L’écrivain et vidéaste Frank Smith, qui se déclare volontiers un Poetic war reporter, développe dans Katrina une forme littéraire hybride en écho aux réalités de notre époque.

Katrina : Isle de Jean Charles, Louisiane

Selon le Huffington Post, les ouragans d’appellation féminine sont trois fois plus destructeurs que leurs homologues masculins au motif que, les noms de fille suggérant la douceur, les précautions prises sont moindres. « Cela prouve à quel point nos associations d’idées dirigent nos actions », estime Hazel Rose Markus, enseignante en sciences du comportement à l’université de Stanford. Et si tout n’était qu’une histoire de mots ?

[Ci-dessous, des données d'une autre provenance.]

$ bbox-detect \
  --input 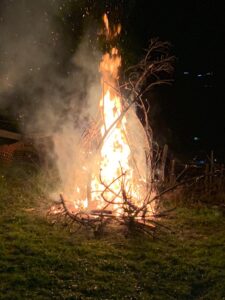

C’est du moins ce que tente d’expérimenter Frank Smith dans Katrina. Cinq ans après l’ouragan qui plongea la Louisiane sous les eaux, il retourne sur le terrain. « Ce sont des noms, des lieux que tu sondes sur tous les tons possibles et à toutes les hauteurs. Des flux imprévus. Tu les creuses, tu les ronges. Ça y est, tu es dedans ». De la rencontre avec ses habitants, il livre le récit d’un voyage dans cette partie du Golfe du Mexique, oubliée des autorités américaines. Néanmoins, peu enclin aux récits produisant l’illusion d’une cohésion et d’une logique, il nous offre la matière brute et littérale d’une enquête menée auprès des Amérindiens vivant sur l’Isle Jean Charles. Son opus en est la trace composite : fragments, entretiens, panneaux indicateurs, publicitaires, brochures, extraits de livres d’Histoire, d’essais, de guides, de dictionnaires sont autant de débris (insistants) qui remonteraient des eaux après un ouragan.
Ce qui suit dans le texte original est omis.